Los bisabuelos fueron analfabetos o, en el mejor de los casos, lo que algunos especialistas llaman "analfabetos funcionales". Quizás eran gente de campo u obreros, nacidos en los comienzos de un siglo XX aún maltratado por la pobreza, la incultura y la desarticulación social. Con mucho esfuerzo intentaron que sus hijos e hijas fueran a la escuela pública, al menos unos años, los suficientes para que aprendiesen a leer y a escribir con cierta facilidad y para conocer los rudimentos de las matemáticas: ellos habían sufrido en sus carnes la inseguridad que da no entender ni una carta, ni un documento, ni un letrero; ellos habían vivido lo fácil que es que te engañen con el sueldo, con el precio y con el cambio cuando no se sabe ni sumar ni restar. Sus hijos -los abuelos y abuelas de los treintañeros de ahora- quizás terminaron abandonando la escuela, porque había que arrimar jornal a los salarios precarios o porque era más rentable dedicarse a coser, a limpiar o a atender la casa.

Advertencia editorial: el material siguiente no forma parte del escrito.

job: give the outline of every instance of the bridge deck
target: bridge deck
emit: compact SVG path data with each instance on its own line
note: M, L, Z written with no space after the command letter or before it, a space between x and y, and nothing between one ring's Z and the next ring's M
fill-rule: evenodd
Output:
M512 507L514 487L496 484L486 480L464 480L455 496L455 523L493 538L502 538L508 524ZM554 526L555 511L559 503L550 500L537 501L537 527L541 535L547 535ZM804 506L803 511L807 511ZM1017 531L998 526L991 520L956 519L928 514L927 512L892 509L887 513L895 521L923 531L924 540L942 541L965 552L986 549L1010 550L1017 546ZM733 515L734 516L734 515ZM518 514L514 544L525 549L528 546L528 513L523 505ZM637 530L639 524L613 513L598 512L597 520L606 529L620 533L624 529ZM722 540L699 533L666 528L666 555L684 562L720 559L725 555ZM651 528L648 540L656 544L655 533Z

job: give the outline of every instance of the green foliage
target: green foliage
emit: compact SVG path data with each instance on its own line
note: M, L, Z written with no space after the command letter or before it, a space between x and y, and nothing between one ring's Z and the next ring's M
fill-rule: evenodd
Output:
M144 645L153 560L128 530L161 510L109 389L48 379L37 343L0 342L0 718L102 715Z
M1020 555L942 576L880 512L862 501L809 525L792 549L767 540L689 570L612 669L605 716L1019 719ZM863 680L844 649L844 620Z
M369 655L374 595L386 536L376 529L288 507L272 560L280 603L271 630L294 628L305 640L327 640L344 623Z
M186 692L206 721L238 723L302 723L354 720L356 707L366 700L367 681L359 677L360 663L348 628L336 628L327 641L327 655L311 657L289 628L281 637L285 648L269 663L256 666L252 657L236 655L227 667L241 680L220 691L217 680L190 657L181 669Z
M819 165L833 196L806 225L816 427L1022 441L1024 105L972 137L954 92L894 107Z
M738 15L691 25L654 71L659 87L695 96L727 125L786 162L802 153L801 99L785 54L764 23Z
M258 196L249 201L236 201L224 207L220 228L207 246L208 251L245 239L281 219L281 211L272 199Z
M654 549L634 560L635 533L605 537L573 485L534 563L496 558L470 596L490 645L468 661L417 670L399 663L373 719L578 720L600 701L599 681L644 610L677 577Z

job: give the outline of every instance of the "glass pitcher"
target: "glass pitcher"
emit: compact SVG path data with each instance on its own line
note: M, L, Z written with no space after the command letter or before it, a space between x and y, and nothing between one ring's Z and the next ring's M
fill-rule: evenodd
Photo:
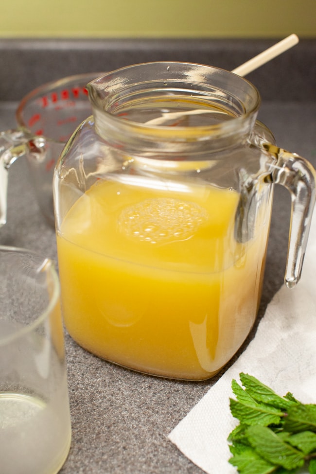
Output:
M210 378L256 318L275 183L292 198L285 281L298 281L315 170L276 146L257 90L227 71L146 63L88 88L93 116L53 178L67 328L123 367Z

Algunos de esos abuelos, no obstante, cuando terminaban su jornada de trabajo, fueron a la escuela nocturna o a aquello que, en el franquismo, llamaban la "acelerada". Con eso pudieron mejorar su cualificación y su renta y, quizás, como Escarlata O'Hara, levantaron el puño lleno de tierra delante de un atardecer encarnado para jurar que sus hijos e hijas ya no volverían a pasar hambre… "de educación". Sin duda hubo que trabajar el doble, y ahorrar, y priorizar el gasto, y quedarse sin vacaciones, y aprovechar los uniformes. Y, cuando ni siquiera todo eso fue suficiente, hubo que pedir becas e hincar los codos para no perderlas. El esfuerzo doméstico, la educación gratuita y las becas hicieron posible, quizás, que esos niños y niñas pudieran estudiar y eludir el voraz mercado de trabajo de los "no cualificados". El bachillerato ya fue una sonora conquista, no digamos llegar a la Universidad: eso fue un milagro sobrenatural. En la siguiente generación, con una alta probabilidad, los biznietos son ya gente formada que puede aspirar, al menos, a un puesto de trabajo cualificado y bien retribuido. Ya sé: cosa distinta es que en nuestro país puedan alcanzarlo, pero peor sería, desde luego, haber perdido todas las opciones.

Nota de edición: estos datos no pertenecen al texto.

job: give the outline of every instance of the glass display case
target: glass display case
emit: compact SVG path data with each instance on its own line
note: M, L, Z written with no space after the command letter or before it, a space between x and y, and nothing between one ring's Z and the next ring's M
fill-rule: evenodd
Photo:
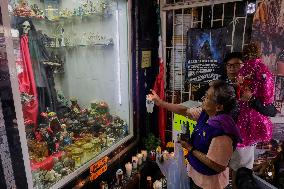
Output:
M60 188L133 136L128 2L11 0L8 10L27 182Z

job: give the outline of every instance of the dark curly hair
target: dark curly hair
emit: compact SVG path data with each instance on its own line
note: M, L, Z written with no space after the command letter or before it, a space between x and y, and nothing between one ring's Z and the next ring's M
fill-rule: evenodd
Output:
M216 80L209 84L214 90L214 101L217 104L223 105L223 111L230 113L237 105L235 90L225 81Z
M260 44L257 42L250 42L248 45L244 46L243 55L245 60L260 58Z

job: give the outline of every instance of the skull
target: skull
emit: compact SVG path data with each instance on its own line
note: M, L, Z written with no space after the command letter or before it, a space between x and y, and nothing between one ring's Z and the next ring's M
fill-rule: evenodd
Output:
M31 29L31 25L28 21L25 21L23 24L22 24L22 28L23 28L23 33L24 34L28 34L30 29Z

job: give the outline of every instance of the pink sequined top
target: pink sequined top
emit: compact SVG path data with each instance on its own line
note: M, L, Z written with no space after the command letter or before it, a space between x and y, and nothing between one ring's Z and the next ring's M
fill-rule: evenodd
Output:
M239 72L249 80L249 88L253 96L261 100L264 105L270 104L274 99L273 75L260 59L245 63ZM240 114L237 127L240 129L242 144L239 147L255 144L260 141L269 141L272 137L272 122L251 108L248 102L239 101Z

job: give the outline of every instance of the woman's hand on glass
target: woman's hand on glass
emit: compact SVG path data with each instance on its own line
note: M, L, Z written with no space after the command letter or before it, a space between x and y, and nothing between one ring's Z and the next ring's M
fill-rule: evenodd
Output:
M183 148L187 149L188 151L191 151L192 146L188 142L180 140L179 143Z
M154 101L154 103L159 106L162 102L162 100L160 99L160 97L157 95L156 91L152 90L151 89L151 93L152 94L148 94L146 96L147 100L151 100L151 101Z

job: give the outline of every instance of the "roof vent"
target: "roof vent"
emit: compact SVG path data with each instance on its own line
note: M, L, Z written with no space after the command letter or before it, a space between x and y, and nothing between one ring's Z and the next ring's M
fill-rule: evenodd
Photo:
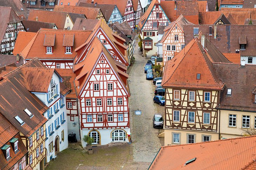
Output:
M201 78L201 74L200 73L197 73L196 74L196 79L200 79Z
M186 162L186 163L185 163L185 164L186 165L187 165L189 163L190 163L191 162L194 162L196 160L196 157L195 157L193 159L191 159L190 160L189 160L188 161L187 161Z

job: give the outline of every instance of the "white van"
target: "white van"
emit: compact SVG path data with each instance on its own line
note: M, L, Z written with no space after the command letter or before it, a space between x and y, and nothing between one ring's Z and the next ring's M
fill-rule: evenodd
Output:
M161 86L162 83L162 80L157 80L156 82L156 88L159 86Z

La educación es el mejor ascensor social, la más eficaz política de intervención en aras de la justicia y la igualdad. Por su propia naturaleza, sus rendimientos nunca son inmediatos, pero son rotundos, sostenibles y decisivos. Cuando en una familia una generación llega a alcanzar, por primera vez, la educación secundaria o, mejor, la educación superior, podemos congratularnos: una sociedad civilizada ha hecho bien una parte importantísima de su trabajo. No es una tarea acabada, indudablemente, pero están puestos a funcionar los engranajes del ascensor social que nos dignifica como personas. Por eso, financiar adecuadamente todos los niveles educativos -desde la guardería hasta la Universidad- es lo mejor que cualquier gobierno puede hacer por nuestro bienestar y nuestro futuro.